A scoprire Agüero era stato un amico di suo padre, il giornalista Eduardo González – che negli anni 90 conduceva un programma sull’Indipendente – e che segnalò al club di Avellaneda questo promettente ragazzino di 8 anni. Il debutto in campionato arrivò sette anni dopo, a 15 anni, un mesi e tre giorni, e segnò un record per il calcio argentino. Il precedente detentore del primato era infatti Diego Armando Maradona, suo futuro suocero e ct che nel 2010 lo porterà al Mondiale. La sua relazione sentimentale con Giannina Maradona durò dal 2008 al 2012 e non si concluse nel migliore dei modi, tra azioni legali e polemiche a mezzo stampa (e social). Inevitabile che il rapporto con Diego ne risentisse: dagli attestati di stima del 2008 (“Sono orgoglioso di lui, mi assomiglia”) a parole meno dolci negli anni successivi (“È un vigliacco, non voglio nemmeno nominarlo”). Nel frattempo Agüero era passato al Manchester City, club nel quale giocherà per dieci stagioni segnando in totale 260 gol in 390 partite e vincendo cinque volte la Premier League. La prima però resta la più emozionante, anche in virtù di quello storico gol del 3-2 al QPR che completò la rimonta al minuto 94 in uno dei finali di campionato più memorabili degli ultimi vent’anni di calcio, almeno. Lo stesso Kun lo ha ricordato in conferenza, inserendo quella rete tra le sue più significative, citandola subito dopo quella messa a segno contro il Racing nel 2005, quando giocava nell'Independiente: un diagonale di sinistro dopo una partenza palla al piede da dietro al centrocampo e tre finte per mettere a sedere uno stordito difensore rivale.

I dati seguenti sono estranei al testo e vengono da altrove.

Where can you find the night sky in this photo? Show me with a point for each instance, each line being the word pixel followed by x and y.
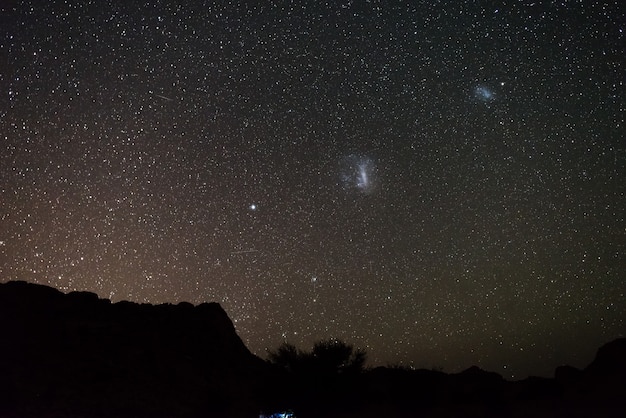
pixel 442 184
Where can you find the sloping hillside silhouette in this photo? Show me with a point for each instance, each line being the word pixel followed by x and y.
pixel 76 355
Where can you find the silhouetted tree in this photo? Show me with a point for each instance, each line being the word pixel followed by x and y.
pixel 335 356
pixel 286 356
pixel 328 357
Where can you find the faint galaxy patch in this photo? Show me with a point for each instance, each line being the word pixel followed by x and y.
pixel 359 173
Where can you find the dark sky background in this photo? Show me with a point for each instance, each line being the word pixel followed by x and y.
pixel 441 183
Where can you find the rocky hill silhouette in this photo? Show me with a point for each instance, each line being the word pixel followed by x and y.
pixel 76 355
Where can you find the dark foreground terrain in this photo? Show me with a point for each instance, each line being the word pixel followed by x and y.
pixel 75 355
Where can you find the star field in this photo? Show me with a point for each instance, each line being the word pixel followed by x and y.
pixel 440 184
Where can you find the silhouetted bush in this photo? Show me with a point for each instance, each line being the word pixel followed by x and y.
pixel 328 357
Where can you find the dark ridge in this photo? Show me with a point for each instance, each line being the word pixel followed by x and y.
pixel 76 355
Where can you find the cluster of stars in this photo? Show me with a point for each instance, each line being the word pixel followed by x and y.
pixel 441 185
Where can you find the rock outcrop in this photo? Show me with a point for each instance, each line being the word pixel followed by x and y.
pixel 78 355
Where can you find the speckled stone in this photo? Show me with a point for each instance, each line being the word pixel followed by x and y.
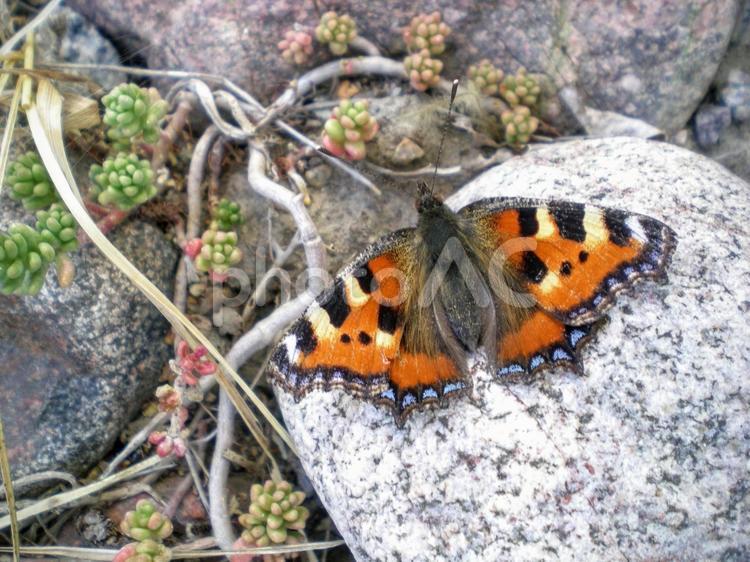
pixel 644 458
pixel 78 363
pixel 651 60
pixel 66 36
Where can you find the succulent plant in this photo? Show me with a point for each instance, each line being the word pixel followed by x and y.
pixel 124 180
pixel 169 398
pixel 337 31
pixel 348 129
pixel 143 551
pixel 193 364
pixel 296 47
pixel 276 515
pixel 24 260
pixel 226 215
pixel 30 183
pixel 427 31
pixel 520 89
pixel 58 228
pixel 218 253
pixel 166 444
pixel 519 125
pixel 146 523
pixel 423 70
pixel 486 77
pixel 133 113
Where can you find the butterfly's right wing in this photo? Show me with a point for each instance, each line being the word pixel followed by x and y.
pixel 352 337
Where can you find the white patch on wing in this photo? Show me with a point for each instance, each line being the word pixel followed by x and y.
pixel 384 340
pixel 290 343
pixel 355 296
pixel 635 226
pixel 546 223
pixel 596 230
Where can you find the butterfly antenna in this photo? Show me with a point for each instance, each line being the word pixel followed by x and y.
pixel 454 89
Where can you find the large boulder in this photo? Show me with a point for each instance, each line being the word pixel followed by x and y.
pixel 652 60
pixel 645 457
pixel 78 362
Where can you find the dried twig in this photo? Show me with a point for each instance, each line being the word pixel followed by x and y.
pixel 260 336
pixel 374 66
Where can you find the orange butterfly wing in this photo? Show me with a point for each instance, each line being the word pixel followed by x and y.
pixel 351 338
pixel 572 259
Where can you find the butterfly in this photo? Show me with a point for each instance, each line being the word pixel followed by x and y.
pixel 524 282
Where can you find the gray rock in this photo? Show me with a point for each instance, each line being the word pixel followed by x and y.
pixel 736 95
pixel 710 122
pixel 77 363
pixel 645 457
pixel 645 59
pixel 66 36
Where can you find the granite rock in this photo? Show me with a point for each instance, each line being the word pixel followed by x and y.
pixel 66 36
pixel 78 363
pixel 651 60
pixel 644 457
pixel 710 122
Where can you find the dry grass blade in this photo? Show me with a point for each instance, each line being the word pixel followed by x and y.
pixel 10 126
pixel 8 484
pixel 45 122
pixel 74 553
pixel 60 500
pixel 11 43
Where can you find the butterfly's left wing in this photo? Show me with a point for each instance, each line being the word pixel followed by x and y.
pixel 572 260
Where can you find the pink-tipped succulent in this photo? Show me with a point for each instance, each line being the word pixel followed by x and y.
pixel 149 527
pixel 167 445
pixel 169 398
pixel 486 77
pixel 520 89
pixel 218 253
pixel 192 248
pixel 423 70
pixel 144 551
pixel 348 129
pixel 519 125
pixel 337 31
pixel 296 47
pixel 145 522
pixel 427 31
pixel 193 364
pixel 276 516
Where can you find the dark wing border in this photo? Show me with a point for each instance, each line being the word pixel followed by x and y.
pixel 652 263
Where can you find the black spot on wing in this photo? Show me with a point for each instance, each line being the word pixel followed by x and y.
pixel 619 232
pixel 569 220
pixel 335 305
pixel 527 222
pixel 306 340
pixel 365 279
pixel 533 267
pixel 364 338
pixel 387 319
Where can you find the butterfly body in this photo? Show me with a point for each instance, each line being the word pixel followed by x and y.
pixel 519 283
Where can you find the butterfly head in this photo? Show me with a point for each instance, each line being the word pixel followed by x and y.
pixel 426 200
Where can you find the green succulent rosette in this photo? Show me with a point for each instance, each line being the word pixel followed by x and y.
pixel 30 183
pixel 124 181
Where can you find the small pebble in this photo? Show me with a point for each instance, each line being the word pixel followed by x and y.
pixel 318 176
pixel 736 95
pixel 709 123
pixel 406 152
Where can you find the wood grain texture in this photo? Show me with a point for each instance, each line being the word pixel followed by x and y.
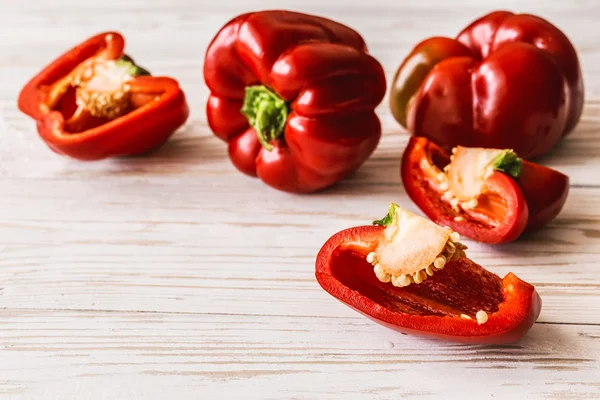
pixel 174 276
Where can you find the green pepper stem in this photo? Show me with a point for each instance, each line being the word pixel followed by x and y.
pixel 389 218
pixel 509 163
pixel 132 68
pixel 266 112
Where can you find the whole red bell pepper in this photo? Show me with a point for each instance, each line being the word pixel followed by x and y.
pixel 393 273
pixel 293 95
pixel 94 102
pixel 507 81
pixel 489 195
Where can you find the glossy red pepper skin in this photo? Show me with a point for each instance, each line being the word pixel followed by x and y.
pixel 161 107
pixel 528 202
pixel 322 70
pixel 507 81
pixel 342 271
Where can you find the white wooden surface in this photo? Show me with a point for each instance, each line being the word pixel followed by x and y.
pixel 174 276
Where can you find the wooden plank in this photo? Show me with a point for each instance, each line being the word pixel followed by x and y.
pixel 165 245
pixel 128 355
pixel 174 276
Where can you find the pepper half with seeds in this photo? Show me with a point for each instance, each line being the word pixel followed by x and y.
pixel 489 195
pixel 459 302
pixel 95 102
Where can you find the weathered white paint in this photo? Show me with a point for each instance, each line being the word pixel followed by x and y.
pixel 174 276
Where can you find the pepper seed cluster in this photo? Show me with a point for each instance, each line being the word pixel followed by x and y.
pixel 452 251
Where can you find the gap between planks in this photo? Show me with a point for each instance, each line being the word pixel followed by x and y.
pixel 117 312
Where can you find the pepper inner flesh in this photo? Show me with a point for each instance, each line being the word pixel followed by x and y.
pixel 462 288
pixel 461 184
pixel 94 93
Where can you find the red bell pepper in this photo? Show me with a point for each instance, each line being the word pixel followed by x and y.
pixel 489 195
pixel 94 102
pixel 413 276
pixel 293 95
pixel 507 81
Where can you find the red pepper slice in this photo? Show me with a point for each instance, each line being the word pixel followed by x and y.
pixel 94 102
pixel 463 302
pixel 293 95
pixel 508 204
pixel 507 81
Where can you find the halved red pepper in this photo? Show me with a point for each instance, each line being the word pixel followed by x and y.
pixel 506 81
pixel 94 102
pixel 393 273
pixel 293 95
pixel 489 195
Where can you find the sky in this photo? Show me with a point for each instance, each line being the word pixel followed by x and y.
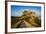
pixel 16 10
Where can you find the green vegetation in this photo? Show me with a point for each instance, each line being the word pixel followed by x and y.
pixel 29 17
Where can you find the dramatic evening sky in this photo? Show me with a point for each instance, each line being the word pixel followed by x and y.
pixel 17 10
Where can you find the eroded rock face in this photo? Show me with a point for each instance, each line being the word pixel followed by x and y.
pixel 28 19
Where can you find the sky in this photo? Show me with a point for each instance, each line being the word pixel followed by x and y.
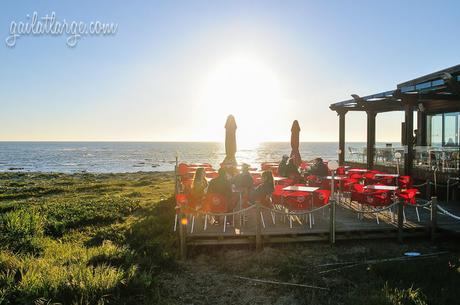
pixel 174 70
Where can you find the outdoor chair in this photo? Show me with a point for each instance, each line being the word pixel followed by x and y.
pixel 405 182
pixel 409 197
pixel 298 202
pixel 186 206
pixel 214 203
pixel 377 199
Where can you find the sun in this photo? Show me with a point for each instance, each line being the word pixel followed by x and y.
pixel 247 88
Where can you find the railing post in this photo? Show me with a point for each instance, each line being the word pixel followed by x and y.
pixel 332 211
pixel 182 236
pixel 434 214
pixel 400 220
pixel 258 229
pixel 428 188
pixel 332 221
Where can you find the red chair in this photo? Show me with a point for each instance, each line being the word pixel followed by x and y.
pixel 347 184
pixel 405 182
pixel 185 205
pixel 183 169
pixel 369 178
pixel 377 199
pixel 409 197
pixel 340 170
pixel 285 182
pixel 298 202
pixel 384 180
pixel 187 185
pixel 313 180
pixel 321 197
pixel 214 203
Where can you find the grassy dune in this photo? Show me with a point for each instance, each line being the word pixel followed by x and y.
pixel 84 239
pixel 107 239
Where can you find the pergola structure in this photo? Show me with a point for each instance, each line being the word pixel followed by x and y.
pixel 438 92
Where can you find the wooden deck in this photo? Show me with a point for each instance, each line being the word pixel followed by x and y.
pixel 348 226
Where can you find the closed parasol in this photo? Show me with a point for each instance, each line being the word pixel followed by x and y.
pixel 295 154
pixel 230 141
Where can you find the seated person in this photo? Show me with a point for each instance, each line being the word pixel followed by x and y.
pixel 243 181
pixel 292 171
pixel 221 185
pixel 319 168
pixel 264 189
pixel 282 166
pixel 199 186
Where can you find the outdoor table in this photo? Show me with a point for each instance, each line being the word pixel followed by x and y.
pixel 390 188
pixel 341 177
pixel 338 178
pixel 382 187
pixel 278 179
pixel 358 170
pixel 238 191
pixel 387 175
pixel 307 189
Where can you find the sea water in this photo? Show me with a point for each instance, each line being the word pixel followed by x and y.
pixel 117 157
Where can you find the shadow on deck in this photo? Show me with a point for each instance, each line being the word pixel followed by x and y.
pixel 277 228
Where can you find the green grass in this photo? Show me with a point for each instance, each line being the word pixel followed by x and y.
pixel 84 239
pixel 108 239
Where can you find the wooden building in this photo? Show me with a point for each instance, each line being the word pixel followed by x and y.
pixel 435 100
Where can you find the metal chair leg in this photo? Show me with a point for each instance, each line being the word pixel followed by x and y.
pixel 193 224
pixel 175 223
pixel 262 218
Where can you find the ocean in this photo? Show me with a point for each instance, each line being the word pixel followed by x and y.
pixel 121 157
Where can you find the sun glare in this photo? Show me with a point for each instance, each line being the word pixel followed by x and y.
pixel 248 89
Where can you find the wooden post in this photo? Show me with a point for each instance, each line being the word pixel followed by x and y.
pixel 342 137
pixel 259 245
pixel 182 236
pixel 182 225
pixel 332 213
pixel 370 138
pixel 434 214
pixel 428 188
pixel 421 128
pixel 409 153
pixel 400 220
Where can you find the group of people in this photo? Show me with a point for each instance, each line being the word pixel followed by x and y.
pixel 230 183
pixel 228 180
pixel 288 169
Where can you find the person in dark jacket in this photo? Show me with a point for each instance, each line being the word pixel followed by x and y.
pixel 221 185
pixel 282 166
pixel 243 180
pixel 319 168
pixel 199 186
pixel 264 189
pixel 292 171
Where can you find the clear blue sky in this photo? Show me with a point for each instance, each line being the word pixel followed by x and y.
pixel 173 67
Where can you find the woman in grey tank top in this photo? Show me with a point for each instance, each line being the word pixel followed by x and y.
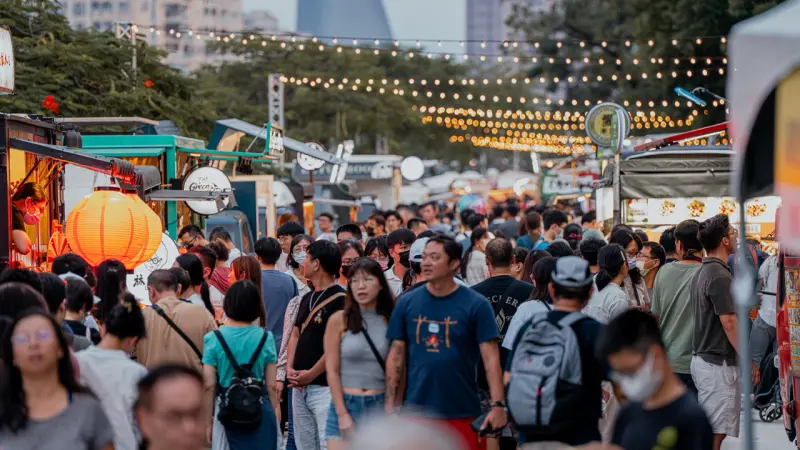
pixel 355 351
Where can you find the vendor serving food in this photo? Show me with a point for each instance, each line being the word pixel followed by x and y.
pixel 27 206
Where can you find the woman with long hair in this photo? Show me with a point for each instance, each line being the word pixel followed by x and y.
pixel 42 406
pixel 633 285
pixel 473 264
pixel 192 264
pixel 111 277
pixel 355 351
pixel 246 342
pixel 248 268
pixel 111 374
pixel 609 300
pixel 351 250
pixel 378 250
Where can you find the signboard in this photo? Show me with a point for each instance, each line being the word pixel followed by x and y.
pixel 600 125
pixel 274 140
pixel 6 62
pixel 164 257
pixel 206 179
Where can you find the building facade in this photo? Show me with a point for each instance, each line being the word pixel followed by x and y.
pixel 343 18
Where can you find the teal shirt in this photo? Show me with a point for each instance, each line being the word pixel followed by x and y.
pixel 242 342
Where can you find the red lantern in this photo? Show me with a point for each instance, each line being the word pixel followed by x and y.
pixel 152 223
pixel 107 224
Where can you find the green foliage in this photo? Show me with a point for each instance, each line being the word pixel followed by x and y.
pixel 89 73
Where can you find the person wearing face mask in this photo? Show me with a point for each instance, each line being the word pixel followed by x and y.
pixel 650 261
pixel 399 242
pixel 661 412
pixel 27 207
pixel 351 250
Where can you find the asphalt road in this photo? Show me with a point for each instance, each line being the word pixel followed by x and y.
pixel 768 436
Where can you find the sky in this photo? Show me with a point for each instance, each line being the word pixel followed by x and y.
pixel 409 19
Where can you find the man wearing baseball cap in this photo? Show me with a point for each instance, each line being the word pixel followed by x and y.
pixel 570 289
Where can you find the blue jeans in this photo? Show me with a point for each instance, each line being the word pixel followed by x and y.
pixel 310 413
pixel 357 406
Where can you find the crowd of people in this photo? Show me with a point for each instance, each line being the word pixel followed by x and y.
pixel 532 328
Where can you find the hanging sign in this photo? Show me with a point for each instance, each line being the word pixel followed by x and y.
pixel 164 258
pixel 207 179
pixel 6 63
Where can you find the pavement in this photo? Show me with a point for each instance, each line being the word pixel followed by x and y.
pixel 768 436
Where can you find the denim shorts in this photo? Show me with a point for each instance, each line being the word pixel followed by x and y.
pixel 358 406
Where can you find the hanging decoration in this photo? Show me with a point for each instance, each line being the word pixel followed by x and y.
pixel 107 224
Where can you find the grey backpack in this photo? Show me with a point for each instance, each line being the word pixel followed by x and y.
pixel 544 392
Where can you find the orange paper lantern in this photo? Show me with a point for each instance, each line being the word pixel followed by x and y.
pixel 107 224
pixel 152 223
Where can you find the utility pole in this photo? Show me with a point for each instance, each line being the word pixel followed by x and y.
pixel 127 30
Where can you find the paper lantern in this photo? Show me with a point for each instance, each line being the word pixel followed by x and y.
pixel 152 223
pixel 107 224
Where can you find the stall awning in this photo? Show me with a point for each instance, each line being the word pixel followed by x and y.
pixel 221 126
pixel 122 170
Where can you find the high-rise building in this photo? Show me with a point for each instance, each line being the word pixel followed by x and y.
pixel 343 18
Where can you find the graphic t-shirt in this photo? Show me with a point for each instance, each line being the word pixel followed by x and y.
pixel 309 347
pixel 443 335
pixel 680 425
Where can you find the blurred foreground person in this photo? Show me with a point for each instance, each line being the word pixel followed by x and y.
pixel 170 410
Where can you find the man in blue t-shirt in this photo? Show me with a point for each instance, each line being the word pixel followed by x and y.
pixel 445 329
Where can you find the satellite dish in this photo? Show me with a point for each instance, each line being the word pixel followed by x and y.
pixel 412 168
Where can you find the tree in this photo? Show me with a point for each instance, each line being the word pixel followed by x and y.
pixel 88 73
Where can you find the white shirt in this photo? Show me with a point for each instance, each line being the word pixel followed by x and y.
pixel 232 254
pixel 607 304
pixel 769 273
pixel 113 376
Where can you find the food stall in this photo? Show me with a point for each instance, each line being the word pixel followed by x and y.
pixel 764 89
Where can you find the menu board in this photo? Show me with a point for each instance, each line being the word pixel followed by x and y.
pixel 671 211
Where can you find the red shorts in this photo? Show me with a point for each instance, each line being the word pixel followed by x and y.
pixel 463 428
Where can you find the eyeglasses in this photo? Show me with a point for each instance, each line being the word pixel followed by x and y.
pixel 40 335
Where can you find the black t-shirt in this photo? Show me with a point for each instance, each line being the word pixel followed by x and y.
pixel 680 425
pixel 310 345
pixel 17 219
pixel 586 419
pixel 79 329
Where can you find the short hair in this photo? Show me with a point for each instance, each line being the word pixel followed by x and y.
pixel 243 301
pixel 54 293
pixel 351 228
pixel 70 262
pixel 192 229
pixel 23 276
pixel 667 240
pixel 400 236
pixel 657 251
pixel 712 231
pixel 588 217
pixel 268 250
pixel 451 248
pixel 590 248
pixel 79 295
pixel 559 248
pixel 162 281
pixel 328 255
pixel 290 228
pixel 686 233
pixel 415 222
pixel 148 383
pixel 499 252
pixel 220 233
pixel 632 330
pixel 220 250
pixel 554 217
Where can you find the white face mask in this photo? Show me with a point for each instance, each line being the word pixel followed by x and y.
pixel 643 384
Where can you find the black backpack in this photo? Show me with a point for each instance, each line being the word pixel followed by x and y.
pixel 241 402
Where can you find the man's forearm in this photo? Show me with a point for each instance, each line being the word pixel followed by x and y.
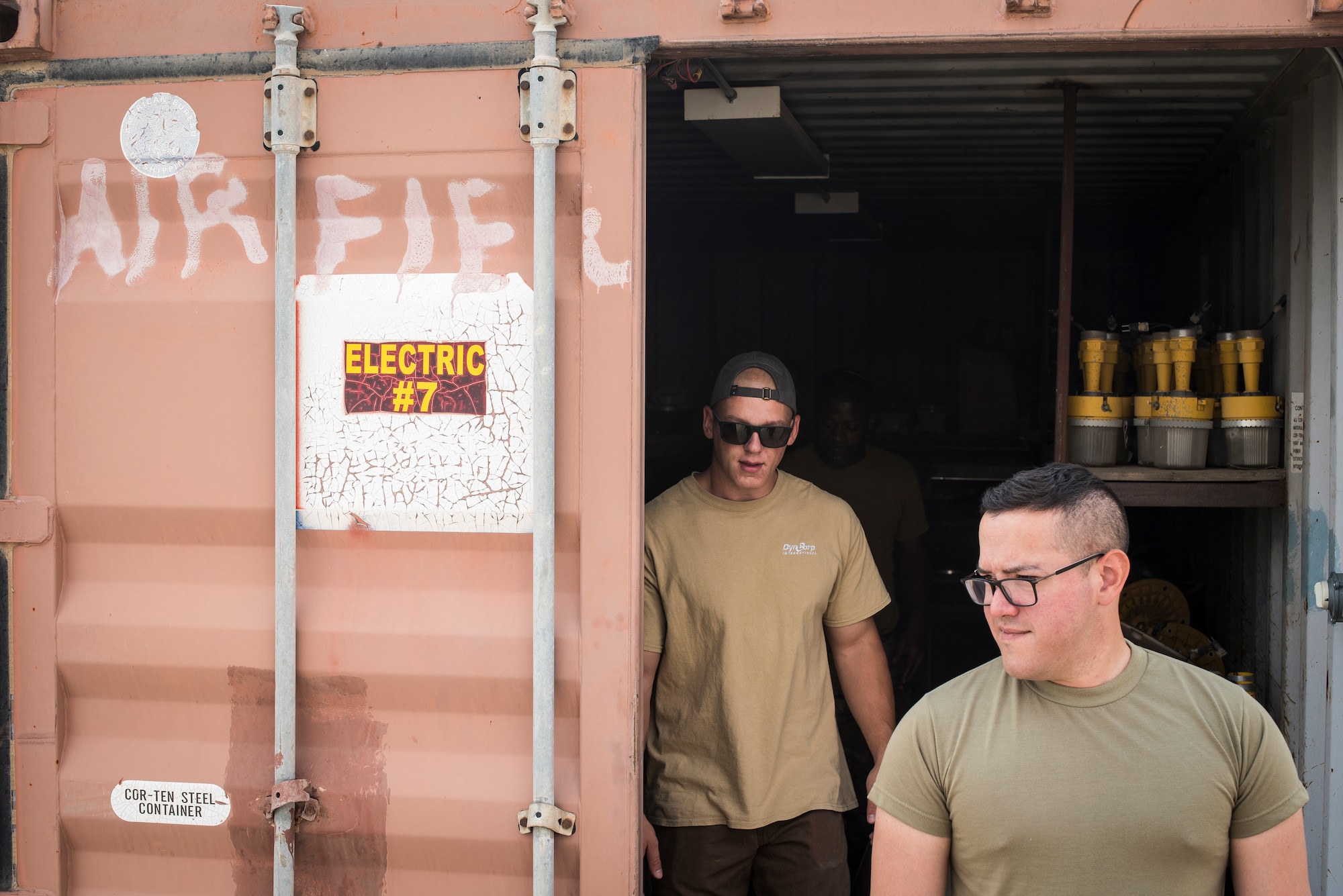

La passata stagione, l’ultima per il Kun se non consideriamo i 165 minuti complessivi accumulati con la maglia del Barcellona (e conditi con un gol, inutile ai fini del risultato, contro il Real Madrid) ha avuto un epilogo dolceamaro. Contraddistinta dai molti infortuni (più il Covid tra gennaio e febbraio), si è chiusa con il successo tanto atteso con la nazionale maggiore in Copa America e la Champions League persa in finale contro il Chelsea.
A ispirare Soriano per la scelta di quel titolo era stata la frase “Arrivederci, amico. Non vi dico addio, lo dissi quando significava qualcosa, quando ero triste, solitario y final”. Arrivederci a presto, Kun.